[jonathanstrange]

I will do that if our university decides to switch on 2-factor authentication (which would be total chaos), but my trust in Google's ability to make this effortless and easy in third-party email clients is zero. See my other post why.

Regarding security: Google had physical fiber optics connections to the NSA and claimed they didn't know about them. It's not a very credible claim but if if was true, then it would be proof that Google has no competence in security at all.

[alisonsandy]

Any decent 3rd party client does this already. Take for example, thunderbird or k9-mail - major open source ones. Even Mail (from Apple, macOS) does this. What else you need? Sure if you use mutt or ALPINE read the related forums for help.
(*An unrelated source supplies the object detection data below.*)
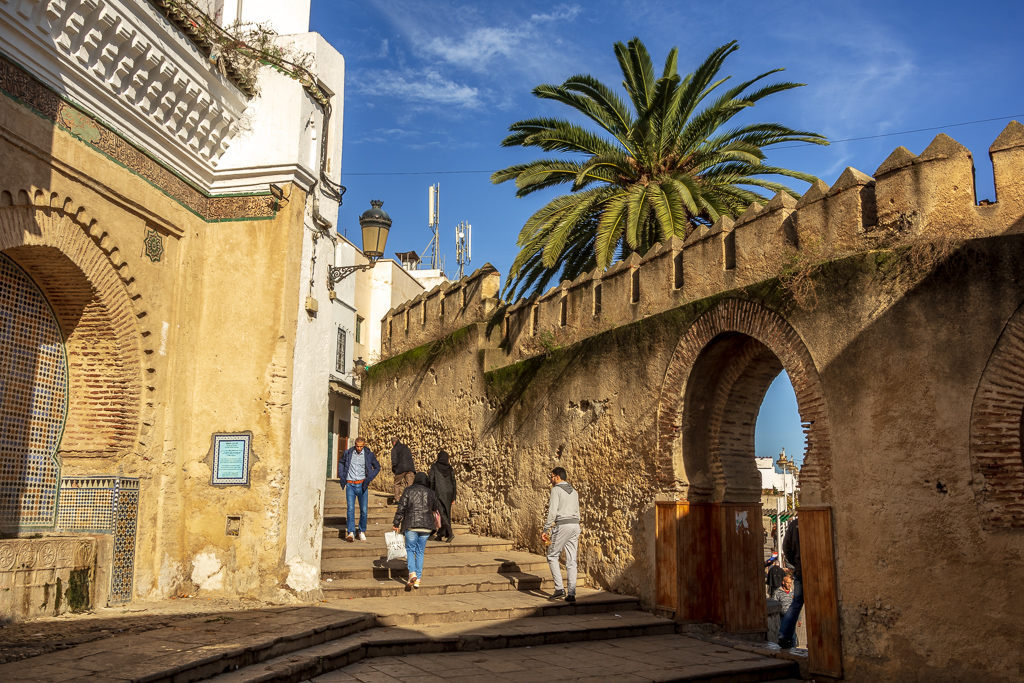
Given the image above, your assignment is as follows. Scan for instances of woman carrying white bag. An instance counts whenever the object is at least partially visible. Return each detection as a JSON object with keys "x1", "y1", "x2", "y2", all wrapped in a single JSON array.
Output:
[
  {"x1": 384, "y1": 531, "x2": 406, "y2": 562},
  {"x1": 388, "y1": 472, "x2": 441, "y2": 588}
]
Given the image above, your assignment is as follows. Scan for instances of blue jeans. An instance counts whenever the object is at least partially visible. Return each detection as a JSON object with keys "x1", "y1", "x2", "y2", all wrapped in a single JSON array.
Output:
[
  {"x1": 406, "y1": 529, "x2": 430, "y2": 579},
  {"x1": 345, "y1": 483, "x2": 370, "y2": 533},
  {"x1": 778, "y1": 579, "x2": 804, "y2": 640}
]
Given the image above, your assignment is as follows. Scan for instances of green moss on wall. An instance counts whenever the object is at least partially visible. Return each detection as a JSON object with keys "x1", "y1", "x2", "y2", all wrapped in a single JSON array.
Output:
[
  {"x1": 65, "y1": 569, "x2": 90, "y2": 612},
  {"x1": 367, "y1": 325, "x2": 473, "y2": 383}
]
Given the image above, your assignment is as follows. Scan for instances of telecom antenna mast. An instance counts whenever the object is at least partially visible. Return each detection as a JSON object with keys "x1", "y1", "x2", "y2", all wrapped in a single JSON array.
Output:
[
  {"x1": 424, "y1": 182, "x2": 441, "y2": 270},
  {"x1": 455, "y1": 222, "x2": 473, "y2": 280}
]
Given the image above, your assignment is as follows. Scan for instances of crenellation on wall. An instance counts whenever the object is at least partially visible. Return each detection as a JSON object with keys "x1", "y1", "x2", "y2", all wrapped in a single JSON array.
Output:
[
  {"x1": 737, "y1": 193, "x2": 797, "y2": 287},
  {"x1": 382, "y1": 121, "x2": 1024, "y2": 369},
  {"x1": 979, "y1": 121, "x2": 1024, "y2": 231},
  {"x1": 381, "y1": 263, "x2": 501, "y2": 358}
]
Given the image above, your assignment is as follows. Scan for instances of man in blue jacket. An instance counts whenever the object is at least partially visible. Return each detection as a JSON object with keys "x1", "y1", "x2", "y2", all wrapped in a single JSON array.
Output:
[{"x1": 338, "y1": 436, "x2": 381, "y2": 543}]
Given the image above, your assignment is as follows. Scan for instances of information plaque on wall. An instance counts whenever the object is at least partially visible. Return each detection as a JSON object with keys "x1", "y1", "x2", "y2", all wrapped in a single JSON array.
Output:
[{"x1": 210, "y1": 432, "x2": 253, "y2": 486}]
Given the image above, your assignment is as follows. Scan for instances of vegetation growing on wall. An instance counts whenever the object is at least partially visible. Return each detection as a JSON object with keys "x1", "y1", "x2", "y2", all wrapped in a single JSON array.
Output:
[{"x1": 367, "y1": 325, "x2": 473, "y2": 382}]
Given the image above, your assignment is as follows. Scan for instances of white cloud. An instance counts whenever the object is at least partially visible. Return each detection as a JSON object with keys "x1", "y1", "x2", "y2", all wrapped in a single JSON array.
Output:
[
  {"x1": 356, "y1": 69, "x2": 481, "y2": 109},
  {"x1": 529, "y1": 5, "x2": 583, "y2": 22},
  {"x1": 423, "y1": 27, "x2": 524, "y2": 71}
]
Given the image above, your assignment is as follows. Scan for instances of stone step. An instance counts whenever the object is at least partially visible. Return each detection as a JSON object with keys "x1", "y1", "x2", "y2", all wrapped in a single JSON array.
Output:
[
  {"x1": 332, "y1": 585, "x2": 640, "y2": 626},
  {"x1": 206, "y1": 611, "x2": 675, "y2": 683},
  {"x1": 321, "y1": 543, "x2": 549, "y2": 581},
  {"x1": 321, "y1": 572, "x2": 553, "y2": 599},
  {"x1": 324, "y1": 516, "x2": 469, "y2": 540},
  {"x1": 323, "y1": 533, "x2": 512, "y2": 559},
  {"x1": 0, "y1": 607, "x2": 376, "y2": 683}
]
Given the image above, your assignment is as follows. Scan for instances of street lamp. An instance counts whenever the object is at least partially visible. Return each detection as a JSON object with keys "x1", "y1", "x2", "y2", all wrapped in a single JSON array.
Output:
[{"x1": 327, "y1": 200, "x2": 391, "y2": 291}]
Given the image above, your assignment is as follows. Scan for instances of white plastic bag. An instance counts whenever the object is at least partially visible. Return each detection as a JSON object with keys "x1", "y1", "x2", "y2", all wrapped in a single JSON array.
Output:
[{"x1": 384, "y1": 531, "x2": 406, "y2": 562}]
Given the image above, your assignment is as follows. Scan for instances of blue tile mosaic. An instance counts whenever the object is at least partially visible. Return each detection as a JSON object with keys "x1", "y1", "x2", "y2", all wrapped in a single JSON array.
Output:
[
  {"x1": 0, "y1": 254, "x2": 68, "y2": 531},
  {"x1": 55, "y1": 475, "x2": 139, "y2": 602}
]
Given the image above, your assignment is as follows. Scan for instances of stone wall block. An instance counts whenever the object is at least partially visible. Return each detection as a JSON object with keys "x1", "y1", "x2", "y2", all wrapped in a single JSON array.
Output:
[
  {"x1": 988, "y1": 121, "x2": 1024, "y2": 232},
  {"x1": 638, "y1": 239, "x2": 682, "y2": 315},
  {"x1": 737, "y1": 193, "x2": 797, "y2": 287},
  {"x1": 874, "y1": 146, "x2": 922, "y2": 237},
  {"x1": 918, "y1": 133, "x2": 979, "y2": 239},
  {"x1": 683, "y1": 217, "x2": 734, "y2": 301}
]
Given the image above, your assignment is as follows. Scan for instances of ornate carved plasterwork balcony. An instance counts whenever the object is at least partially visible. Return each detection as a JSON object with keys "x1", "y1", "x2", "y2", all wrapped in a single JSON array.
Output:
[{"x1": 0, "y1": 0, "x2": 246, "y2": 189}]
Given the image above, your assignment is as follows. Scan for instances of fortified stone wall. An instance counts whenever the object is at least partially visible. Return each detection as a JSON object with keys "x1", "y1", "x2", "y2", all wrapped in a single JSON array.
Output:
[{"x1": 361, "y1": 122, "x2": 1024, "y2": 681}]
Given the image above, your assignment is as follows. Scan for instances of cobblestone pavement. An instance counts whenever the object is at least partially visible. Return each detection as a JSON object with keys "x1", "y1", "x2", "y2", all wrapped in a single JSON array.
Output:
[
  {"x1": 0, "y1": 598, "x2": 315, "y2": 664},
  {"x1": 312, "y1": 635, "x2": 784, "y2": 683}
]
while anyone can criticise any large company one should do it for the correct reasons.

[jonathanstrange]

Your frankly-speaking somewhat condescending reply fails to address the issue. This has nothing to do with the client software, which is claws-mail in this case. My organization does not enable 2-factor authentication. Once they do, claws-mail can be configured to use "App passwords."

But if you look at my other post, quotes of Google's own documentation of "App passwords" and various testimony in this thread do not inspire much confidence that this will work as an acceptable long-term solution. As I said elsewhere, the rationale behind all of this seems to be anti-competitive behavior. It's not new idea to disguise anti-competitive behavior as security issues (cf. e.g. Apple's code signing and Gatekeeper). This also explains the misleading and incorrect term "Less Secure Apps" Google uses.